I walked around the corner of the house. The backyard was the same as the front–same fencing, same high weeds. I found a circuit box next to the fence, attached to a phone pole, and wedged a long piece of scrap wood under the hinge, snapping the box open. I toyed with the switches for five minutes until the dusk-shrouded inside of 6481 was illuminated as bright as day.

I brazenly walked across the wooden service porch and through the back door. Then I walked quietly through the entire house, savoring each nuance of the evil I felt there.

It was just an ordinary one-family dwelling, bereft of furniture, bereft of all signs of habitation, bereft even of the winos who usually inhabited such places; but it was alive with an unspeakable aura of sickness and terror that permeated every wall, floorboard, and cobweb-knitted corner.

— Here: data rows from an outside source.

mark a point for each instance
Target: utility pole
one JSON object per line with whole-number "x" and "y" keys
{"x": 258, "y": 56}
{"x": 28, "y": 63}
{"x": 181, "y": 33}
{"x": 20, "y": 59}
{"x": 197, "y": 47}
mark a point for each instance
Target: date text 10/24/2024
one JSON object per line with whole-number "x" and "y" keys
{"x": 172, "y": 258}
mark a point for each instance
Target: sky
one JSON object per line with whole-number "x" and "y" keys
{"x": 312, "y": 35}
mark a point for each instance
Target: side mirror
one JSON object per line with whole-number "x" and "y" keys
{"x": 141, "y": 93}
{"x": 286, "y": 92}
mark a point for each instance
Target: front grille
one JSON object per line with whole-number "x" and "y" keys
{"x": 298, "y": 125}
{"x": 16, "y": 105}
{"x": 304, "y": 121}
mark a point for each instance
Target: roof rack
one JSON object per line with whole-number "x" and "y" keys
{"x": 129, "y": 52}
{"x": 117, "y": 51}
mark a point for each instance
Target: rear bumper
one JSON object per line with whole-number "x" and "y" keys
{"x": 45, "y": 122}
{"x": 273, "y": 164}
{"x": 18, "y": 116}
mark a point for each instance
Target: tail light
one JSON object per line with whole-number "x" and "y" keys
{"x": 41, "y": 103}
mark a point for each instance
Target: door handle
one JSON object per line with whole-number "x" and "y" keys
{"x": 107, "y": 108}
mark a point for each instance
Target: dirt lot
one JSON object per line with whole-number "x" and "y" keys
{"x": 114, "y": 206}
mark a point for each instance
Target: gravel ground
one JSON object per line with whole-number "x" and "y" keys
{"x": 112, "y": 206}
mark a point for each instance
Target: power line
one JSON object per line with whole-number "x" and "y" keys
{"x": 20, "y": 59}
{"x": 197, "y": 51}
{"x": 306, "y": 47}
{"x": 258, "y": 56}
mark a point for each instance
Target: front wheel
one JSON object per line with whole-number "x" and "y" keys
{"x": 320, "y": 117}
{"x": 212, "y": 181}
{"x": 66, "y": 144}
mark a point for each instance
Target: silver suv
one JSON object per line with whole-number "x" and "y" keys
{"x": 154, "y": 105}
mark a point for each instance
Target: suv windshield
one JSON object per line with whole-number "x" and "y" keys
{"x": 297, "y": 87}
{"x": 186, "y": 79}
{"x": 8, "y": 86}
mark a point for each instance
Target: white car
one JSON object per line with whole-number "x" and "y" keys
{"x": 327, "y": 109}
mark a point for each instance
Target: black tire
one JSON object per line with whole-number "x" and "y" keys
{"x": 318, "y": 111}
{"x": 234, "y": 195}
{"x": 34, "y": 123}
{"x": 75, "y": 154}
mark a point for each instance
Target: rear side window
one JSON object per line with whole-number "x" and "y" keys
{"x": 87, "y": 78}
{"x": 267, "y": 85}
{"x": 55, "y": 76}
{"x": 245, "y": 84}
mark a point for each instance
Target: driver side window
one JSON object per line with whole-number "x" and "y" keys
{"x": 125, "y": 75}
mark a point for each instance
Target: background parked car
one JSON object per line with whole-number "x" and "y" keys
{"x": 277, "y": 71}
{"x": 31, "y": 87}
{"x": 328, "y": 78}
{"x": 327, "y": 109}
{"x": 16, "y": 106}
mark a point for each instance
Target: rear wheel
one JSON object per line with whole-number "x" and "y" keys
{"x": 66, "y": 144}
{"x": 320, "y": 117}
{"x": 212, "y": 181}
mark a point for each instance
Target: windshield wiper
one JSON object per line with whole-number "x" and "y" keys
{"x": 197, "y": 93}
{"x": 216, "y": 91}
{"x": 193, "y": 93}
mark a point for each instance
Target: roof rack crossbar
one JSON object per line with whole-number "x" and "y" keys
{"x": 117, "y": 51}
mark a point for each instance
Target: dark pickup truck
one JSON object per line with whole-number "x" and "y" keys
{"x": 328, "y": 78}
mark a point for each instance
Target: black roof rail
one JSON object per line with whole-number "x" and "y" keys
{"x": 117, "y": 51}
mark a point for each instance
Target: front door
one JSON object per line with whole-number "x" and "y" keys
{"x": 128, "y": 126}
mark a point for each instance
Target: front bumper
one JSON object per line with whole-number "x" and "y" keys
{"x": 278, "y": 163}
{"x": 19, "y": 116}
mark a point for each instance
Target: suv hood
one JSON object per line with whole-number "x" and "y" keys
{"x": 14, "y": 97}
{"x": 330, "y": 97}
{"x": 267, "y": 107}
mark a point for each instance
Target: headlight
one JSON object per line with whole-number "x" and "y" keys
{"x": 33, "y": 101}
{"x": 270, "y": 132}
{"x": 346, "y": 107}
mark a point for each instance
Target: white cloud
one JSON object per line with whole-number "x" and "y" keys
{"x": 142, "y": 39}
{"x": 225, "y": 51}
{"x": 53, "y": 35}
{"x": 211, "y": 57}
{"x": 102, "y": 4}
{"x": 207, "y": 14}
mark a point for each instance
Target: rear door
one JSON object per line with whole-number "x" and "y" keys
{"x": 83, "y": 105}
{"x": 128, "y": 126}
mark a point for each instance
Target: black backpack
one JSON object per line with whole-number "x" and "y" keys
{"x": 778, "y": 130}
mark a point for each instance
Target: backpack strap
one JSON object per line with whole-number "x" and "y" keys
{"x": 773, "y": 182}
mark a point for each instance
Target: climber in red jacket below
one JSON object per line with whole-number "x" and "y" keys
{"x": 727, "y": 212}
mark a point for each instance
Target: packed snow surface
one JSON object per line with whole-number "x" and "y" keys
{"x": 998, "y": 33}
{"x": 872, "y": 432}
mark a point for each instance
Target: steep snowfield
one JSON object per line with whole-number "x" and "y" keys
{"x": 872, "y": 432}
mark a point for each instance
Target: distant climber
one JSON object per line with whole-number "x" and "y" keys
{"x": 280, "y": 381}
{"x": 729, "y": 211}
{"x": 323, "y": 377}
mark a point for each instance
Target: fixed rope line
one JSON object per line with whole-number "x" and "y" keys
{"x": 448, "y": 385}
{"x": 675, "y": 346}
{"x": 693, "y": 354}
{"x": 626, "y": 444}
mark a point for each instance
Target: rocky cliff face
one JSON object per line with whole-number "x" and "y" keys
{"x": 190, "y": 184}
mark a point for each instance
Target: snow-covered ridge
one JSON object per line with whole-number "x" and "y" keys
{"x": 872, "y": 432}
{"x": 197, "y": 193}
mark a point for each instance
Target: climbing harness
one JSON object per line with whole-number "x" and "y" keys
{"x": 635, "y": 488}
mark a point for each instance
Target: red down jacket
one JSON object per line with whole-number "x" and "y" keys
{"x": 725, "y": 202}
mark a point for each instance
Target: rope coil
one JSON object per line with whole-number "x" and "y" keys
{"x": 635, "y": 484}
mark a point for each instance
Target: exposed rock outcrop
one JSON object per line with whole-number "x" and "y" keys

On the oak floor of the bedroom near an overturned mattress I found a large splotch of dried blood. It could have been something else, but I knew what it was. I upended the mattress; the bottom of it was soaked through with brownish matter.

I found what I knew to be old blood in the bathtub, in the living room closet, and on the dining room walls. Somehow each new sign of carnage brought forth in me a deeper and deeper sense of calm. Until I walked into the den that adjoined the kitchen and saw the crib, its railings splattered with blood, the matting that lined the inside caked thick with blood, and the teddy bear who lay dead atop it, his cotton guts spilling out and soaked with blood from another time that was reaching out to hold me.